Rent or Buy and the NYC Baseline

As I’m sure you can imagine, one of the biggest and most daunting to-dos in an out-of-state move is the process to find a new place to live. The first thing you have to decide is are you going to rent or buy? When Jason and I first started talking about the potential for a move, my mind instantly went to, “Yes! I am finally going to have my own house! I’ll have a backyard and a garden and ooo! Maybe even a fire pit!” It was easy to get sucked into the thought of buying a house initially, especially because the house prices are so much more reasonable in the Raleigh area. But the more I thought about the situation, the more I realized, “I don’t even know this area. What if we buy a house, don’t like the area or don’t fit into the community, and now we’re stuck?” Once overly-excited-me turned into rational-me, I realized that renting an apartment for 6 months to a year would probably be the best move for us. This is not to say that this is the best option for everybody – a family might want to buy to have stability for their kids, or a person moving may have significantly more resources than we do to scout the area – but Jason and I talked and decided this was the right decision for us.

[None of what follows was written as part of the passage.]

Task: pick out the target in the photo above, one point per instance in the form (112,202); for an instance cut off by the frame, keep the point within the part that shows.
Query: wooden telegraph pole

After we decided that renting an apartment was the route we wanted to go, I got the pleasure of introducing Jason to a world of apartment hunting that was completely foreign to him as a New Yorker.

The world of NYC apartment hunting, like so many things in the city, is fast-paced, dirty, and not for the faint of heart. Finding an apartment on your own is pretty much non-existent – you will need a broker, who will charge you a broker’s fee after you sign on for the apartment. (This is usually one month’s rent, but if you are lucky enough to be naive schmucks like Jason and I were, the broker will end up squeezing more money out of you.) And don’t even think of calling a broker more than a month before you are looking to move in because they will have no apartments to show you. Once you are out on the hunt and viewing apartments, you will need to be able to pull the trigger on an apartment you like at a moment’s notice. See, for brokers in NYC, it’s like shooting fish in a barrel – if you don’t want this broom closet for $2000 a month (a total steal!), there’s 10 people behind you that will fight to the death for it. When Jason and I were in the midst of our apartment hunt three years ago, a broker showed us a place that had literally nothing in the kitchen – no appliances, no cabinets, no counters. Just walls and stove/plumbing hook ups protruding from them. The owner was putting in an entirely new kitchen and we were curious if a dishwasher would be involved in that process. This was a Sunday afternoon and the broker told us she would check and let us know. I called the very next morning at 10:00am and the broker rudely informed me that the apartment was already gone. No guarantee that there even would be a kitchen at move-in and someone had scooped the place up.

And this is just the process to find a suitable apartment. Once you decide that this apartment is the place for you, then the circus really begins with the application process. You’d think you were being vetted to join the FBI. Besides for having to somehow demonstrate that you are not a psychopath, many places require that you make forty – yes, FORTY – four, zero – 40 – times the monthly rent in order to be considered eligible to rent the apartment. This basically involves turning over every financial document in your life. I have so many more stories about how ridiculous our apartment hunt was, but I think you can gather by this point that the process to rent in NYC is daunting and draining. 

Faced with this past experience as his baseline, Jason was dreading apartment hunting while I was much more optimistic that the search in Raleigh would be a breeze comparatively. Before I moved to New York for law school, I lived in Tampa, FL and had to go through apartment hunting a few times. That process involved checking out whatever website was popular at the time – apartments.com, rent.com, etc. – finding a few palatable places, and going to their leasing offices for tours. No brokers necessary. Then, when you got to the beautiful, multi-building complexes, every place not only had available units, but they also usually had community pools, BBQs, party rooms, and fitness centers. Frequently, you could apply, know you were approved, and close the book on finding a new apartment in one or two days. Overall,the process of trying to find a place to live is never fun or easy, but it was certainly easier than in the South than in NYC. Jason was soon going experience this whole new way of apartment hunting first-hand. 

2 Replies to “Rent or Buy and the NYC Baseline”

  1. Joey, awesome blog!!! I never understood how the apartment hunting in NYC can be so daunting. When Alan told me that one place he looked at required 70 or 80 (I believe that’s what it was) times the rent, I said “WHAT????”. Thankfully we had a good broker who helped us to find the apartment (not the one that required 100 times the rent).